At least 50 homeless people were reportedly forced out of a cemetery in Shahriar, Iran, after it emerged they had been sleeping in empty graves.

The people sleeping in the cemetery were allegedly beaten and thrown out of the graveyard in Nasirabad, Shahriar Province after Shahrvand newspaper covered the story, the National Council of Resistance of Iran reported.

However, when charities and other press went to the graveyard after it was reported there were people sleeping there, they found it empty, with one homeless man reporting the group had been forced from the area.

He told press: "Leave us alone. A group of officials came here early in the morning and beat us out of here, now we don't have even an empty grave to sleep in."

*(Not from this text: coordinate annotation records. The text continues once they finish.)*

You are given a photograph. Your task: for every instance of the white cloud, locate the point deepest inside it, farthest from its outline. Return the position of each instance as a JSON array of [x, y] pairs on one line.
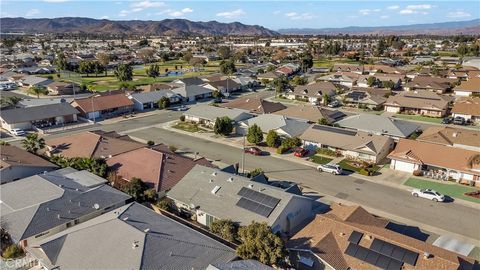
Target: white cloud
[[231, 14], [147, 4], [416, 9], [32, 12], [458, 14], [368, 11], [299, 16]]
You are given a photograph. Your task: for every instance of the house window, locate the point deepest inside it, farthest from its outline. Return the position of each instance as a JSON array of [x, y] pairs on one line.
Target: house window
[[209, 220]]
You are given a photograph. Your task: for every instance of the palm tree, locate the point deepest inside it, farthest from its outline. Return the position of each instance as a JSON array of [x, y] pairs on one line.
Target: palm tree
[[32, 143]]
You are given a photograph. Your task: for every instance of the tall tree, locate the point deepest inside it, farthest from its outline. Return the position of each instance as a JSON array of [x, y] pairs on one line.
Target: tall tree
[[124, 72], [255, 134], [32, 143], [259, 243]]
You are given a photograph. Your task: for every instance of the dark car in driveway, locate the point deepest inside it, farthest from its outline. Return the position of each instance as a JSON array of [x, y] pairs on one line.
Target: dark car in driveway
[[300, 152], [254, 151]]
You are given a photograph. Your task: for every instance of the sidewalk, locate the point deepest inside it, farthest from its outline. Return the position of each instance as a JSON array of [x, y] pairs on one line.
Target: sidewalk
[[386, 177]]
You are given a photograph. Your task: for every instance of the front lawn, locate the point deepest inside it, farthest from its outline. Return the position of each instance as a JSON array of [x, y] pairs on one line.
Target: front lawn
[[419, 118], [185, 126], [320, 159], [450, 189]]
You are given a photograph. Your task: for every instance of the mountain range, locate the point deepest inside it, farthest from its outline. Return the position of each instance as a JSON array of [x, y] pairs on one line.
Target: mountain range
[[471, 27], [173, 27], [183, 27]]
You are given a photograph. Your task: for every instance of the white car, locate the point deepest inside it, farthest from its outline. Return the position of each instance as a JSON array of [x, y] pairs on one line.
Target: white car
[[330, 168], [17, 132], [428, 194]]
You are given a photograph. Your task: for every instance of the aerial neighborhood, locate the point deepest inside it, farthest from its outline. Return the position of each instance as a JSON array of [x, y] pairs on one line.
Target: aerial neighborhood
[[237, 147]]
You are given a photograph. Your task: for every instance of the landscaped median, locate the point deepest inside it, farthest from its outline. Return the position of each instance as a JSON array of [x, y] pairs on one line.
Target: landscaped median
[[451, 189]]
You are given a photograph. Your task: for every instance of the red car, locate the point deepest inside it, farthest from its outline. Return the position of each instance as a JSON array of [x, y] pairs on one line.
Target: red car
[[300, 152], [254, 151]]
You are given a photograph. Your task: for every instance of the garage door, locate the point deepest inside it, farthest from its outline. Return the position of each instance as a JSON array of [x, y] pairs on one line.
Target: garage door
[[403, 166]]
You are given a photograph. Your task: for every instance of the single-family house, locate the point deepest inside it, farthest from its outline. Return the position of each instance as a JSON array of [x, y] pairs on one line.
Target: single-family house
[[91, 144], [427, 83], [62, 88], [223, 86], [193, 92], [39, 116], [450, 136], [313, 92], [349, 237], [137, 237], [149, 100], [42, 205], [207, 115], [35, 81], [157, 166], [435, 160], [417, 102], [17, 163], [103, 106], [354, 68], [467, 108], [379, 125], [254, 105], [349, 143], [312, 114], [468, 88], [283, 125], [211, 194]]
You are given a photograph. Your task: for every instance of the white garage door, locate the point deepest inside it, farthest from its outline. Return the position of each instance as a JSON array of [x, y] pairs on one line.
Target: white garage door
[[403, 166]]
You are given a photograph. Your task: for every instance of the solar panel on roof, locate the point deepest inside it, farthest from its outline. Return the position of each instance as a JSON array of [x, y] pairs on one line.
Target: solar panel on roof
[[355, 237], [335, 130]]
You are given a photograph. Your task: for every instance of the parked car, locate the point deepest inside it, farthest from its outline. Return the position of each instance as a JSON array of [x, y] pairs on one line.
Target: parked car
[[300, 152], [182, 108], [330, 168], [459, 121], [17, 132], [334, 104], [254, 151], [447, 120], [428, 194]]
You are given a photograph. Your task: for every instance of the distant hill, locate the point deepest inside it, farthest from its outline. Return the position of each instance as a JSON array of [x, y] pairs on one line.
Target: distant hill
[[177, 27], [471, 27]]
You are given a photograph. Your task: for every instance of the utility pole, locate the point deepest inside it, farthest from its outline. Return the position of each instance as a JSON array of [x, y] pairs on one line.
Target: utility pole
[[243, 155]]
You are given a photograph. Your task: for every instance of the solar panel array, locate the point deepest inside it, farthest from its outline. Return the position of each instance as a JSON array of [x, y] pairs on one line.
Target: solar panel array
[[256, 202], [335, 130], [356, 95], [394, 252], [373, 257]]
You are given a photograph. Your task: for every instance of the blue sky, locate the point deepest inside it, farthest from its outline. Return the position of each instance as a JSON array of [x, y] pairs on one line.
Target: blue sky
[[271, 14]]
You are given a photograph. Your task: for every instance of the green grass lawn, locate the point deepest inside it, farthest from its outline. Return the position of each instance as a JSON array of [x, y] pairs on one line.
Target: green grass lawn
[[320, 159], [419, 118], [190, 127], [450, 189]]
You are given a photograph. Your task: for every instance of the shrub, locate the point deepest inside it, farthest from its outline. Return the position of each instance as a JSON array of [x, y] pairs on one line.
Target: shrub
[[13, 251], [282, 149], [417, 173]]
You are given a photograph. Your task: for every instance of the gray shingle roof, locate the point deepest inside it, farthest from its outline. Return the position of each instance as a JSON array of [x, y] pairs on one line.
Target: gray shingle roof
[[153, 96], [38, 203], [108, 241], [380, 125], [21, 115]]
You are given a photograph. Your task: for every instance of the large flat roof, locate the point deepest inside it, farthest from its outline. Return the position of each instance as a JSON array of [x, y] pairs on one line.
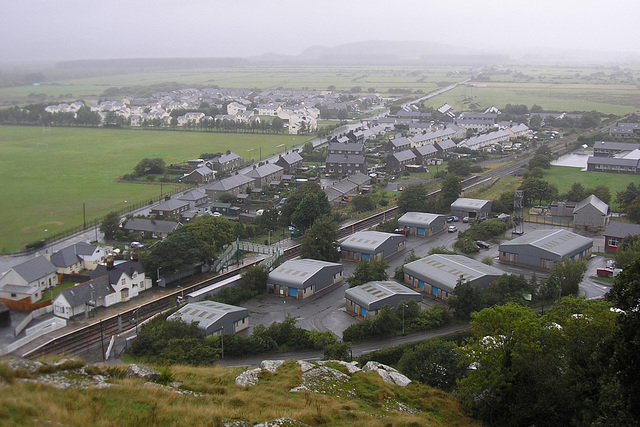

The governor of Sharyar, Saeid Naji, had reportedly told the state-sanctioned Islamic Republic News Agency the problem of homeless people sleeping in the cemetery would be specially dealt with, although there were no specific details of what this entailed.

Shahin Gobadi, from the Foreign Affairs Committee of the National Council of Resistance of Iran, (NCRI) said: "The phenomenon of grave-sleepers is another result of the devastating rule of the clerical regime in Iran, a country that sits on an ocean of oil.

"It is now abundantly clear that contrary to all of Rouhani's claims of 'moderation' and improving public welfare, during his tenure official embezzlement and corruption has only intensified and the regime has devoted all its available resources to repression at home, massacring the Syrian people and sponsoring terror.

"That is also true regarding all the assets that were unfrozen as a result of the nuclear deal. In the face of these horrifying images, the regime's officials including Rouhani have desperately resorted to sheer demagogy to fend off the public outcry and outrage."

The Iranian Embassy did not immediately respond to a request for comment.